At that juncture, Mahoney had to act swiftly, searching for a hospital capable of delivering her child and ensuring the baby’s survival. She located a hospital in Stanford, California, renowned for its expertise in assisting mothers in delivering babies with bilateral renal agenesis.

With her membranes ruptured, Mahoney embarked on a flight from Jacksonville to California, determined to reach a place that could safely bring Emmie into the world. The hospital not only offered the promise of delivering her baby but also instilled hope that Emmie would have a chance at life.

On March 24, 2021, Emmie entered the world, surrounded by a team of doctors providing oxygen and tirelessly aiding in her battle for survival, as recounted by Mahoney. In that poignant moment, Mahoney expressed profound gratitude to a higher power, for her arduous journey had brought her to this pivotal juncture. While other medical professionals had initially conveyed a bleak prognosis, the doctors at Stanford Hospital held firm in their belief that Emmie had a fighting chance at life.

“I didn’t have the opportunity to meet her until after her surgery,” Mahoney recounted. “In those initial days, I was uncertain about her chances of survival. It involved a great deal of waiting and fervent prayers.”
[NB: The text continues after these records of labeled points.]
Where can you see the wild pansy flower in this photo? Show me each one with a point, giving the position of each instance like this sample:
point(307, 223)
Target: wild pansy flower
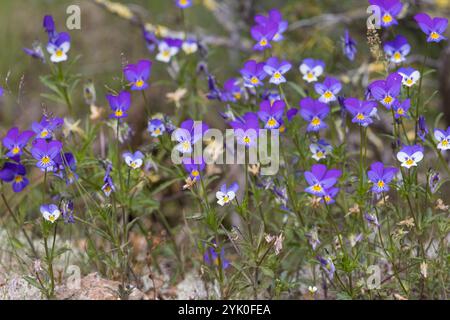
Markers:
point(274, 16)
point(410, 76)
point(253, 73)
point(119, 104)
point(50, 212)
point(246, 129)
point(188, 134)
point(137, 74)
point(422, 128)
point(45, 153)
point(372, 220)
point(409, 156)
point(434, 28)
point(314, 112)
point(386, 91)
point(397, 49)
point(65, 167)
point(46, 127)
point(276, 68)
point(311, 69)
point(443, 138)
point(189, 46)
point(272, 114)
point(183, 4)
point(401, 108)
point(349, 46)
point(108, 184)
point(328, 266)
point(194, 167)
point(231, 91)
point(14, 173)
point(212, 258)
point(167, 49)
point(15, 141)
point(361, 110)
point(320, 179)
point(320, 149)
point(389, 10)
point(328, 90)
point(381, 176)
point(226, 195)
point(133, 160)
point(263, 34)
point(59, 47)
point(156, 127)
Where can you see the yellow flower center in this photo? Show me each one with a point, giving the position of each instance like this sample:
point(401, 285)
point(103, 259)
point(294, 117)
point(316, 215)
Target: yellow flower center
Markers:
point(328, 94)
point(387, 18)
point(139, 83)
point(46, 160)
point(315, 121)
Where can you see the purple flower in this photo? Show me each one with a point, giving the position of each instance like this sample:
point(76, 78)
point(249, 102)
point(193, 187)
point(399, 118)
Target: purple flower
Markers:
point(389, 10)
point(50, 212)
point(311, 69)
point(410, 76)
point(183, 4)
point(397, 49)
point(362, 111)
point(46, 127)
point(328, 90)
point(320, 179)
point(327, 266)
point(274, 17)
point(65, 167)
point(138, 74)
point(263, 34)
point(188, 134)
point(246, 129)
point(212, 258)
point(320, 150)
point(253, 73)
point(15, 173)
point(271, 114)
point(276, 69)
point(45, 153)
point(226, 195)
point(231, 91)
point(58, 47)
point(372, 220)
point(401, 108)
point(434, 28)
point(108, 184)
point(15, 141)
point(119, 104)
point(443, 138)
point(409, 156)
point(314, 112)
point(156, 127)
point(422, 129)
point(349, 46)
point(133, 160)
point(194, 167)
point(386, 91)
point(381, 176)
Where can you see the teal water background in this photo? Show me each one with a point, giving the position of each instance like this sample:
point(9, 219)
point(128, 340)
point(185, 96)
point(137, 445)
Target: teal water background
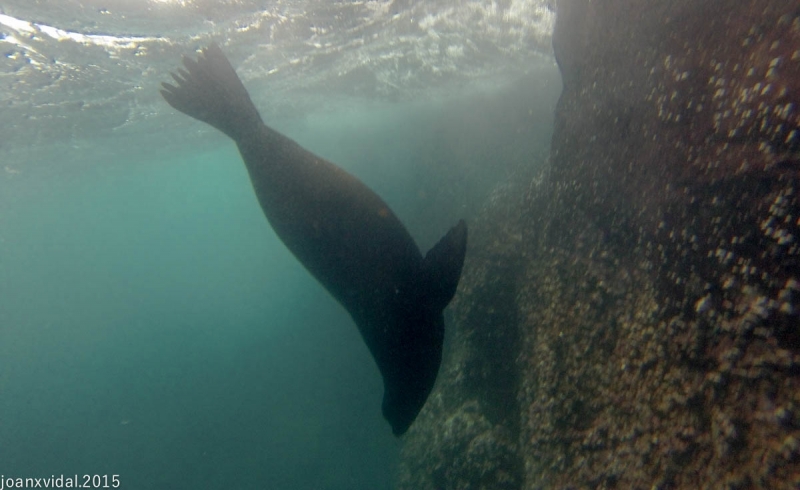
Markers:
point(152, 325)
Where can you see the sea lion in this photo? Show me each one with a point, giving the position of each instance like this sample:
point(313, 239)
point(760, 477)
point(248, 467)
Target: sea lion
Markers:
point(342, 232)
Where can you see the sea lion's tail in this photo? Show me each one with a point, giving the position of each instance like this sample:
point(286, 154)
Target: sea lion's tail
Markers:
point(209, 90)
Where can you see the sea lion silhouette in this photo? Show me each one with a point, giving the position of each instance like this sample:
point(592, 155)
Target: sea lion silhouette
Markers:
point(342, 232)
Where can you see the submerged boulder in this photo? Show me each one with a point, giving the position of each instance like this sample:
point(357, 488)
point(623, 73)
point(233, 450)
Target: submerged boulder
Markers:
point(631, 318)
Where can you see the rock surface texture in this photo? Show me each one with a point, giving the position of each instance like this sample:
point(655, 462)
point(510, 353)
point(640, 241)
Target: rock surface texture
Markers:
point(630, 318)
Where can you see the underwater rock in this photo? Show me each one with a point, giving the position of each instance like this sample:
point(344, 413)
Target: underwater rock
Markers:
point(647, 290)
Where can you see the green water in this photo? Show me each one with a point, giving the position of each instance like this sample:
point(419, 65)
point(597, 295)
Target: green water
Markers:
point(153, 327)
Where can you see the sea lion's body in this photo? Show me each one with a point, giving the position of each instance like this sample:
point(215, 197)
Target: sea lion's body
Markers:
point(343, 233)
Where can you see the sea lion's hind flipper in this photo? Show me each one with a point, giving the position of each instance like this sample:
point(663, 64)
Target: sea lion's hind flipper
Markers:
point(442, 266)
point(210, 91)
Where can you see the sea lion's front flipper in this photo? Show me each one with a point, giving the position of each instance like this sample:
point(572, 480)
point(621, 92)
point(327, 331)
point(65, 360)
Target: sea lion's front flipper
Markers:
point(442, 266)
point(210, 91)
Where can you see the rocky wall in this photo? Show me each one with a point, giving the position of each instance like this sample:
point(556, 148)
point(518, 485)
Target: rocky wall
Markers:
point(631, 317)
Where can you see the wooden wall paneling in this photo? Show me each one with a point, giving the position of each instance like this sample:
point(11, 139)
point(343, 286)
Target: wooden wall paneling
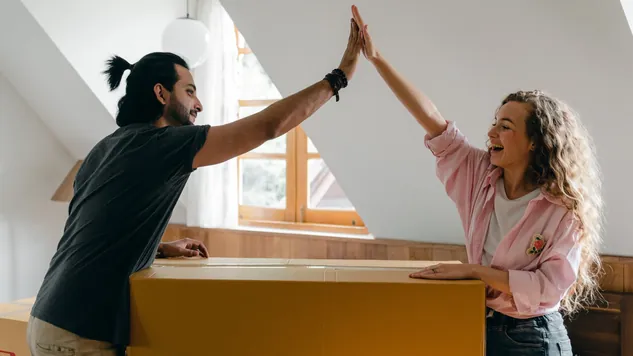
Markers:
point(628, 276)
point(613, 275)
point(626, 326)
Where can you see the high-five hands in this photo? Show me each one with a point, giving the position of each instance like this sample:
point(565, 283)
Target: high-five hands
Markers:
point(369, 50)
point(350, 57)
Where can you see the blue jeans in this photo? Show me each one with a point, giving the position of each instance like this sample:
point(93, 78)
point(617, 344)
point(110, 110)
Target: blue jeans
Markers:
point(543, 336)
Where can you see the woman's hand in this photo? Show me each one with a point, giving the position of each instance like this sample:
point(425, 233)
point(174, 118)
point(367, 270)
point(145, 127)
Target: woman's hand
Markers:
point(369, 50)
point(350, 57)
point(446, 271)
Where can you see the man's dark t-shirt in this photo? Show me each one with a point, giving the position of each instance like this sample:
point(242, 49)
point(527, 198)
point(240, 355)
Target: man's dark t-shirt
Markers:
point(125, 192)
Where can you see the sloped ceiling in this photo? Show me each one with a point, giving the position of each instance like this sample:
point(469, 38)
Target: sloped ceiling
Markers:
point(466, 55)
point(88, 32)
point(48, 82)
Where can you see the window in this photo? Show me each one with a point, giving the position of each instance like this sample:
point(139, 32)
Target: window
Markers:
point(285, 182)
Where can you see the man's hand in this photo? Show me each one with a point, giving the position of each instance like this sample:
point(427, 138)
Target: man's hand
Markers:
point(369, 50)
point(446, 271)
point(185, 247)
point(350, 57)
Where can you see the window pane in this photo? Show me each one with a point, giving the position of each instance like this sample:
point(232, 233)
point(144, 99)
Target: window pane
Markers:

Nonetheless, their journey was far from over. Emmie’s lung development remained severely underdeveloped, leading to tense moments that she eventually triumphed over. Additionally, Emmie still required a kidney and couldn’t leave the hospital until she reached six months of age.
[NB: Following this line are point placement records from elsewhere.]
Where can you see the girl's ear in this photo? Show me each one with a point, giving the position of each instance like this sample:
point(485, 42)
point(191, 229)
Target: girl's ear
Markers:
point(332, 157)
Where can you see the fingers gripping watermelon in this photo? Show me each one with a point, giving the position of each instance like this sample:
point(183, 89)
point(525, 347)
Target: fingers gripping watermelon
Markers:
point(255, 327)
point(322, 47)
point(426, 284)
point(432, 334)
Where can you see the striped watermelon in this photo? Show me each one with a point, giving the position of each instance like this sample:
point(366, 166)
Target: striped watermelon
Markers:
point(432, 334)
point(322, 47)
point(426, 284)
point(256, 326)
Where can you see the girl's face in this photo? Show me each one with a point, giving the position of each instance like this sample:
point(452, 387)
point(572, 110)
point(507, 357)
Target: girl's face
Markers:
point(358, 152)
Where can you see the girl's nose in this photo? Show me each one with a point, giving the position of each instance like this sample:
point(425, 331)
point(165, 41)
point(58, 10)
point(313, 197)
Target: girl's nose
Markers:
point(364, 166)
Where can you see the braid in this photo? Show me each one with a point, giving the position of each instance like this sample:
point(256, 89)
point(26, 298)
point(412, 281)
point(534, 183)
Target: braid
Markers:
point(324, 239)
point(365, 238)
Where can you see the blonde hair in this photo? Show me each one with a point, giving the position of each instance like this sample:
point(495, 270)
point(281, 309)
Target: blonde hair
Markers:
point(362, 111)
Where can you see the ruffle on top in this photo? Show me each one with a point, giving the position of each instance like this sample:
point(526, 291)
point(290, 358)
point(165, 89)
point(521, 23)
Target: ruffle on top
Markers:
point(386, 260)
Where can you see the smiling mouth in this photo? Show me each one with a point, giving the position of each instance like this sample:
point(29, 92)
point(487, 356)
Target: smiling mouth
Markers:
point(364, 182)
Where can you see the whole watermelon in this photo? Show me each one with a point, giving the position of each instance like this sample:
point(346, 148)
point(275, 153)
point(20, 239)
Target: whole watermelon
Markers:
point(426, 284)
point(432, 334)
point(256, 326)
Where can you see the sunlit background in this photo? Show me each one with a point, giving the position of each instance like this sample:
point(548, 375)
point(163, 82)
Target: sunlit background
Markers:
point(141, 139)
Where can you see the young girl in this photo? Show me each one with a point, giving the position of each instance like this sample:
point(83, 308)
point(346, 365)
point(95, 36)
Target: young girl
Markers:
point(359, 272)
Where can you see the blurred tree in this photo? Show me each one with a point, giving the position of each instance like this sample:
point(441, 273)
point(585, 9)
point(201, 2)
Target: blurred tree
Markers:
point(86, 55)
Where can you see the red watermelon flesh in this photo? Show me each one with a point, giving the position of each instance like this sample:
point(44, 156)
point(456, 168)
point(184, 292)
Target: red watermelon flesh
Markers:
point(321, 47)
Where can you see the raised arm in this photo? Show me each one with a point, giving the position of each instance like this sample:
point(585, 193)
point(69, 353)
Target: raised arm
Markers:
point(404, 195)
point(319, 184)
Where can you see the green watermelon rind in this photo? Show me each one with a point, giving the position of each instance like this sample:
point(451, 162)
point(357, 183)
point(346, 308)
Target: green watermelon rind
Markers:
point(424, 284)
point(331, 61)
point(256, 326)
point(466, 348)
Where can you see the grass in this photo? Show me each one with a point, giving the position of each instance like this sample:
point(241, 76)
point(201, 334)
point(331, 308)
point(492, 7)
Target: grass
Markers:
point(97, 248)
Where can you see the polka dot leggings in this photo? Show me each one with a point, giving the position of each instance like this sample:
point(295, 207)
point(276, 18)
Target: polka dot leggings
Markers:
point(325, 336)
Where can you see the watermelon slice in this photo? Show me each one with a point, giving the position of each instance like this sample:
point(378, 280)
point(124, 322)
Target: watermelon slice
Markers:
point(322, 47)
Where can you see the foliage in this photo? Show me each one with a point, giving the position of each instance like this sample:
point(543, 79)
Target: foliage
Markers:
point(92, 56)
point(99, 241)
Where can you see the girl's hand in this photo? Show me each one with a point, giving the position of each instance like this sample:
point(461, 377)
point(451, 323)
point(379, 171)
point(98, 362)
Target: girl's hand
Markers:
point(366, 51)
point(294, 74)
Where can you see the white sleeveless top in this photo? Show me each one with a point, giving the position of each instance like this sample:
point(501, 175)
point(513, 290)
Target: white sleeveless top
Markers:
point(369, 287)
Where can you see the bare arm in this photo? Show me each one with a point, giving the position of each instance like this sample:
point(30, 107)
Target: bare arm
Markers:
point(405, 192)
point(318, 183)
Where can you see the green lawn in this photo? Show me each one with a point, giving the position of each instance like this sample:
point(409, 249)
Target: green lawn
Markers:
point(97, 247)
Upon leaving the hospital, Emmie joined her sisters and parents in Jacksonville. However, her stay there was brief, as she continued to rely on dialysis to sustain her life. Emmie and one of her parents then made their way to Children’s Healthcare of Atlanta for ongoing treatment. A few weeks later, the entire family relocated to the city to remain close as Emmie underwent the necessary medical procedures.

Once in Atlanta, Emmie was able to undergo two years of outpatient dialysis, which she could manage at home.

Emmie’s survival hinged on finding a kidney donor, a vital requirement for her continued well-being.

Mahoney conveyed, “The most incredible news I ever received was the confirmation of our matching blood types and my approval for the surgery. Without hesitation, I knew that I would be donating my kidney to Emmie.”

Emmie continued her dialysis treatment until she reached 30 months of age, at which point the medical team at Children’s Healthcare of Atlanta successfully completed the procedure on July 25th, 2023.

“We named her Hope before I even knew the journey that lay ahead,” Mahoney shared. “It’s truly remarkable. She was a joyful child who simply needed an opportunity. I am profoundly grateful to the Lord and the doctors He placed in our path.”

The Mahoney family also aims to inspire and urge others to consider becoming kidney donors.